# Math Help - Finding a Shaded Region Using the Arcs of Circles

1. ## Finding a Shaded Region Using the Arcs of Circles

I have a geometry problem, which I believe I have worked out but seems way too easy.

The question describes a scenario where arcs of circles are contained within a square of length A. Therefore, its area is A^2. The requirement is to work out the area of a shaded region created by these arcs in terms of A.

A perfect circle is formed within the square. Because the length of the square is A, the radius of the circle within it can be defined as 1/2 of A.

Therefore the area of the circle is simply Pi x (1/2 A)^2 = Pi(1/4 x A^2).

The area of the square that does not include the circle is the area of the square minus the area of the circle:

A^2 - Pi(1/4 x A^2)

But from looking at the diagram and considering its symmetry, I can tell that each corner forms an arc with a radius of 1/2 of A, just like the central circle.

Consequently, these arcs forms 4 quarter-circles, which all combine to create an area equal to the main circle.

Because these quarter-circles include all the shaded regions, I can use their combined area and subtract from it the area of the square not contained in the circle:

Pi(1/4 x A^2) - (A^2 - Pi(1/4 x A^2)) = 2Pi(1/4 x A^2) - A^2

Therefore, 2Pi(1/4 x A^2) - A^2 expresses the area of the shaded region/s in terms of A.

I have included a link to a rough MS Paint diagram I drew to illustrate the problem. The diagram is meant to be symmetrical - please disregard the slight asymmetry of the arcs.

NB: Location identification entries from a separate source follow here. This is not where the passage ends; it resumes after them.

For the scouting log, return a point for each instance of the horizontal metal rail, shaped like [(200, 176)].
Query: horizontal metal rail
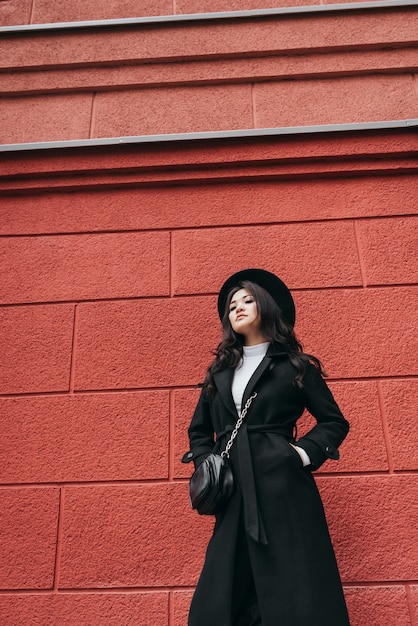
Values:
[(196, 17), (212, 135)]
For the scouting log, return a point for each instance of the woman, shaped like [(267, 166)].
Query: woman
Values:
[(270, 561)]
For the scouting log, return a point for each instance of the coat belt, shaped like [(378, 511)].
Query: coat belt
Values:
[(253, 522)]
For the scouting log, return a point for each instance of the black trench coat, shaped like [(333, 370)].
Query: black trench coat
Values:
[(275, 498)]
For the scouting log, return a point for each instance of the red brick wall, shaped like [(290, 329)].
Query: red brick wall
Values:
[(111, 259)]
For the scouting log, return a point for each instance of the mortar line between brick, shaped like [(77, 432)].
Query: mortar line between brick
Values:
[(157, 590), (74, 348), (410, 603), (57, 565), (253, 106), (386, 434), (360, 254), (92, 115), (171, 436), (183, 480), (171, 267), (190, 387), (415, 83), (198, 227), (200, 295), (170, 608), (32, 12)]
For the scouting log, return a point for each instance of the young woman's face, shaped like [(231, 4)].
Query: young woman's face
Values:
[(243, 314)]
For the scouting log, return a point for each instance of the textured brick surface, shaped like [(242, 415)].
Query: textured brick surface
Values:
[(399, 398), (376, 606), (114, 537), (35, 348), (28, 526), (45, 118), (414, 602), (299, 103), (235, 69), (104, 391), (365, 515), (179, 110), (87, 609), (360, 333), (181, 603), (206, 205), (16, 12), (136, 344), (329, 250), (78, 10), (85, 438), (203, 39), (46, 269), (390, 250)]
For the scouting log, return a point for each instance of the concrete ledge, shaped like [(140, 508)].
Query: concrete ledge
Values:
[(213, 135), (225, 15)]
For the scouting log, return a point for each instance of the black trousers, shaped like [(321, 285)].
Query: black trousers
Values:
[(244, 599)]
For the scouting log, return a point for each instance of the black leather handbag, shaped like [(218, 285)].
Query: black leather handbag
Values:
[(212, 483)]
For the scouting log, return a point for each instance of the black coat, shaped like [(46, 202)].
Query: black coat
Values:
[(275, 497)]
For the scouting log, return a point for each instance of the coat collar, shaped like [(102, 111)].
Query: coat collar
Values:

I am wondering - have I gone about this problem correctly? Once again, it seems far too simple. Is there another way to do it that I have not used?

2. Originally Posted by happy_go_lucky
I have a geometry problem, which I believe I have worked out but seems way too easy.

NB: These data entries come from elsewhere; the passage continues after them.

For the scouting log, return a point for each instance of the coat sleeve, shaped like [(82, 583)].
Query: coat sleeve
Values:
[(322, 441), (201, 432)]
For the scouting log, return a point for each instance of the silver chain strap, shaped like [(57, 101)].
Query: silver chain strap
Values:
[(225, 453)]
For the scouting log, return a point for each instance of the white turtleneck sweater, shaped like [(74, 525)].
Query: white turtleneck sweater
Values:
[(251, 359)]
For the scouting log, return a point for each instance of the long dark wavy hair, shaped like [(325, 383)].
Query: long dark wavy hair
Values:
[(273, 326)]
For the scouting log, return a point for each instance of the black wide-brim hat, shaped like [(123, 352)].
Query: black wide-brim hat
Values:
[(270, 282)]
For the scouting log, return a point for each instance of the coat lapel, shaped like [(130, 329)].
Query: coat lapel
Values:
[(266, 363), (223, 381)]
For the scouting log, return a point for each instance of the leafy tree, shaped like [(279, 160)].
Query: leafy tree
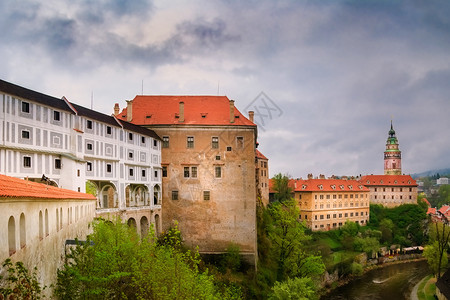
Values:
[(434, 259), (302, 288), (117, 264), (287, 234), (283, 191), (440, 235), (19, 283)]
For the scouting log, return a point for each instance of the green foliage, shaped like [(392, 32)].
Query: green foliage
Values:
[(356, 269), (19, 283), (295, 288), (281, 186), (434, 258), (119, 265)]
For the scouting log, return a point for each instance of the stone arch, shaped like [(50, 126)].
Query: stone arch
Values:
[(144, 226), (156, 194), (132, 223), (12, 235), (108, 196), (157, 225), (23, 232)]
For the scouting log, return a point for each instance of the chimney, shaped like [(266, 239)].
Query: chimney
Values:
[(129, 110), (251, 115), (231, 111), (181, 118)]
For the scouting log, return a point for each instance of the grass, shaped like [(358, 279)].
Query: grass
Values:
[(427, 288)]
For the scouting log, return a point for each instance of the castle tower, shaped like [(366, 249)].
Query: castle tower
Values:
[(392, 155)]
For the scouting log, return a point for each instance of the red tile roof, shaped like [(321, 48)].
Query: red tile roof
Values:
[(324, 185), (198, 110), (11, 187), (260, 155), (388, 180)]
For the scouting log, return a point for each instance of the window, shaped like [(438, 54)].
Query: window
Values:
[(25, 134), (165, 142), (240, 142), (57, 163), (27, 162), (190, 142), (215, 142), (56, 115), (218, 171), (25, 107)]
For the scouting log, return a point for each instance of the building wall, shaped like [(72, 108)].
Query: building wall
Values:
[(228, 214), (123, 165), (262, 169), (393, 196), (330, 210), (40, 237)]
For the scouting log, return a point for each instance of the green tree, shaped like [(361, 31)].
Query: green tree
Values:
[(283, 191), (440, 238), (434, 259), (301, 288), (19, 283), (117, 264)]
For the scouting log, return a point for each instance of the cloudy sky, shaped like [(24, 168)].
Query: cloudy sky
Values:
[(334, 72)]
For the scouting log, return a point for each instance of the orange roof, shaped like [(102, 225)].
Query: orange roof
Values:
[(198, 110), (388, 180), (11, 187), (323, 185), (260, 155)]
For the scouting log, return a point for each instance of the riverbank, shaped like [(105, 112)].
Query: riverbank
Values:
[(343, 281)]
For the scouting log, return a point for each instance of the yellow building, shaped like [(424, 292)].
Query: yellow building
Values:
[(327, 204)]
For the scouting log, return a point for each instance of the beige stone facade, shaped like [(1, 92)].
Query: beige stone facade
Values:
[(208, 169)]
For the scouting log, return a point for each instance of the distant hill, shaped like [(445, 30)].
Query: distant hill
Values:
[(430, 173)]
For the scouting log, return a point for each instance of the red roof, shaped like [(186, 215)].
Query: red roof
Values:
[(260, 155), (11, 187), (324, 185), (388, 180), (198, 110), (431, 210)]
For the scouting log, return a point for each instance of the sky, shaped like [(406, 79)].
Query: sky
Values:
[(325, 78)]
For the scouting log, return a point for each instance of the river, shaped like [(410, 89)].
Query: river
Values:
[(394, 281)]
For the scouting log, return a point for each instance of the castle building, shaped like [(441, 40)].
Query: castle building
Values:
[(262, 177), (392, 155), (327, 203), (69, 145), (208, 167), (37, 219), (391, 189)]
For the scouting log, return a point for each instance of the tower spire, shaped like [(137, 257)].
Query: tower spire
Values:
[(392, 155)]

The question describes a scenario where arcs of circles are contained within a square of length A. Therefore, its area is A^2. The requirement is to work out the area of a shaded region created by these arcs in terms of A.

A perfect circle is formed within the square. Because the length of the square is A, the radius of the circle within it can be defined as 1/2 of A.

Therefore the area of the circle is simply Pi x (1/2 A)^2 = Pi(1/4 x A^2).

The area of the square that does not include the circle is the area of the square minus the area of the circle:

A^2 - Pi(1/4 x A^2)

But from looking at the diagram and considering its symmetry, I can tell that each corner forms an arc with a radius of 1/2 of A, just like the central circle.

Consequently, these arcs forms 4 quarter-circles, which all combine to create an area equal to the main circle.

Because these quarter-circles include all the shaded regions, I can use their combined area and subtract from it the area of the square not contained in the circle:

Pi(1/4 x A^2) - (A^2 - Pi(1/4 x A^2)) = 2Pi(1/4 x A^2) - A^2

Therefore, 2Pi(1/4 x A^2) - A^2 expresses the area of the shaded region/s in terms of A.

I have included a link to a rough MS Paint diagram I drew to illustrate the problem. The diagram is meant to be symmetrical - please disregard the slight asymmetry of the arcs.

Your solution is correct. To summarize: The white area inside the big circle is the same as the white area outside the circle but inside the square, which is easily computed as $B = A^2 - \pi\frac{A^2}{4}$. Then the shaded area is equal to the area of the circle - the white area inside the circle, or $\pi\frac{A^2}{4} - B$, which is the same as your expression.